# JD4720 & H6830 Combo



## haytalk (Dec 9, 2014)

I have a JD4720 (58 engine HP,51.77 PTO HP) and a NH 616 disc cutter on a Bulldog caddy. I cut about 180 acres of native grasses around Denton Texas. I run in the highest gear. I hate mowing and want use a larger disc cutter. I notice that the newer NH version of the 617 and the H6830 both require 60 PTO HP. Also, my caddy with a 6750 cutter would weigh more than the H6830 trail disc cutter. I think with my tractor and the H6830 I could run in second gear at 8 mph.
Looking for your thought on this tractor/cutter combination.


----------



## discbinedr (Mar 4, 2013)

Its gonna come down to whether you've got hills .


----------



## haytalk (Dec 9, 2014)

Mostly flat with a few slight gentle slopes.


----------



## Vol (Jul 5, 2009)

I find it pretty amazing that you hay 180 acres with that little tractor....do you round bale? If so, do you bale with the 4720 also?

Regards, Mike

http://www.tractordata.com/farm-tractors/001/5/6/1563-john-deere-4720-photos.html


----------



## haytalk (Dec 9, 2014)

I use a Hesston 4x5 baler with the JD4720 . It works great except for one hill.
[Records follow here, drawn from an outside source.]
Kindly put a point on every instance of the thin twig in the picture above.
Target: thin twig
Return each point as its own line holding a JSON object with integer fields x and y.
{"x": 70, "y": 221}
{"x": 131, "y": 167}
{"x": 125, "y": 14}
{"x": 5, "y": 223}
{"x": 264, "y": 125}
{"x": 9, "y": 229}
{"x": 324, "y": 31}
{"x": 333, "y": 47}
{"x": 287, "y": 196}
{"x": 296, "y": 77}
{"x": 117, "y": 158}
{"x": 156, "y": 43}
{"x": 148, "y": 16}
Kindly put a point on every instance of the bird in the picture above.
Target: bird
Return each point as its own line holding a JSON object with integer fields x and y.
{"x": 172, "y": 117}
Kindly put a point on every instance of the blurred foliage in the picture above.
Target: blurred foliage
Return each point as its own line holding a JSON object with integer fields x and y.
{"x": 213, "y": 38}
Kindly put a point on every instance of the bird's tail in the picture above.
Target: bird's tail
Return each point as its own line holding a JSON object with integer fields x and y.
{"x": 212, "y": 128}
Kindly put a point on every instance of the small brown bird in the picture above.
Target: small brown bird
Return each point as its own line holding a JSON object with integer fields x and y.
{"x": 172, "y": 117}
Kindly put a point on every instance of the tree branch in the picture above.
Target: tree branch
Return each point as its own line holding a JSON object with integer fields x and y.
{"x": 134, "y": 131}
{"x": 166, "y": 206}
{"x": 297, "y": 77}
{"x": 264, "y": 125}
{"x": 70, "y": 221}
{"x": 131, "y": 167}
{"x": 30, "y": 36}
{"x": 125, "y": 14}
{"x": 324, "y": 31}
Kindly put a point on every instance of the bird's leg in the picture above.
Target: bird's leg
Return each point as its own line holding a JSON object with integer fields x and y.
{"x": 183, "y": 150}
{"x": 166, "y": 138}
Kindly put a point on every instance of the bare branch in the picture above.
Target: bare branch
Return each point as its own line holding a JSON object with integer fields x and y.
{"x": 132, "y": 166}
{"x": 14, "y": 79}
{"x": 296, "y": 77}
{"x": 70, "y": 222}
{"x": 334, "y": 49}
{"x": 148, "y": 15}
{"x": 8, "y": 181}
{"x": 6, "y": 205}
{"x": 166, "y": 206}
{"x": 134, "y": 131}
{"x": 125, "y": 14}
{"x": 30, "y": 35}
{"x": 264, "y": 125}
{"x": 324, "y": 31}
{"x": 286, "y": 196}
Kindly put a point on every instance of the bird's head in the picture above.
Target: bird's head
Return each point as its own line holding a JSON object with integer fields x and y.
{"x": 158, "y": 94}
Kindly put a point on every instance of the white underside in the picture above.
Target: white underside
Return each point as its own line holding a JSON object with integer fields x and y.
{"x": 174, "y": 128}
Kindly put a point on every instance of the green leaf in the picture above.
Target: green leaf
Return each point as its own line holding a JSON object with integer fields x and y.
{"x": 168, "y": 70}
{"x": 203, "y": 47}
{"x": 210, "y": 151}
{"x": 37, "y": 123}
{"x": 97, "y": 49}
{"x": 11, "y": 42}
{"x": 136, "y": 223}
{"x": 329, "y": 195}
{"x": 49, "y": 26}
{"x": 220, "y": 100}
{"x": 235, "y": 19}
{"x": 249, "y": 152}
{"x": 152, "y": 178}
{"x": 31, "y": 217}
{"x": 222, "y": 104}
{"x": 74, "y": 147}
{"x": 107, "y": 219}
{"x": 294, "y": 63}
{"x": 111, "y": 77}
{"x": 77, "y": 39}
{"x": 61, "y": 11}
I may need to downshift to second gear going up that hill. Everywhere else the tractor/baler works fine.


----------



## NDVA HAYMAN (Nov 24, 2009)

Amazing is all I can say!!!


----------



## FiveRow (Aug 13, 2010)

I have run a little JD4520 (a few HP less than the 4720) on a NH H6740 (6 disc, 7'10") on an Stney Point caddy. It works great for mowing waterways and other tight spots with lots of turning. It definitely works the tractor, but I think adding a few HP and one extra disc would be doable. The foot pedal hydrostat pedals and cruise control button are great for that application!


----------



## PaMike (Dec 7, 2013)

He is in Texas though. From what I have seen of Texas grass it isnt near as thick as those of us that have ample water.


----------



## haytalk (Dec 9, 2014)

Thx to everyone for your inputs. I think I will buy the H6830, 8 disc trail mower. If I need more HP...well...I will just tell the wife that I need more HP!!!! AND BUY A BIGGER TRACTOR!!! WISH ME LUCK!


----------



## Vol (Jul 5, 2009)

haytalk said:


> If I need more HP...well...I will just tell the wife that I need more HP!!!! AND BUY A BIGGER TRACTOR!!! WISH ME LUCK!


Good Luck to you haytalk, I admire your spunk.

Regards, Mike


----------



## deadmoose (Oct 30, 2011)

Id thats the case get a bigger one. Then for sure you get bigger tractor.


----------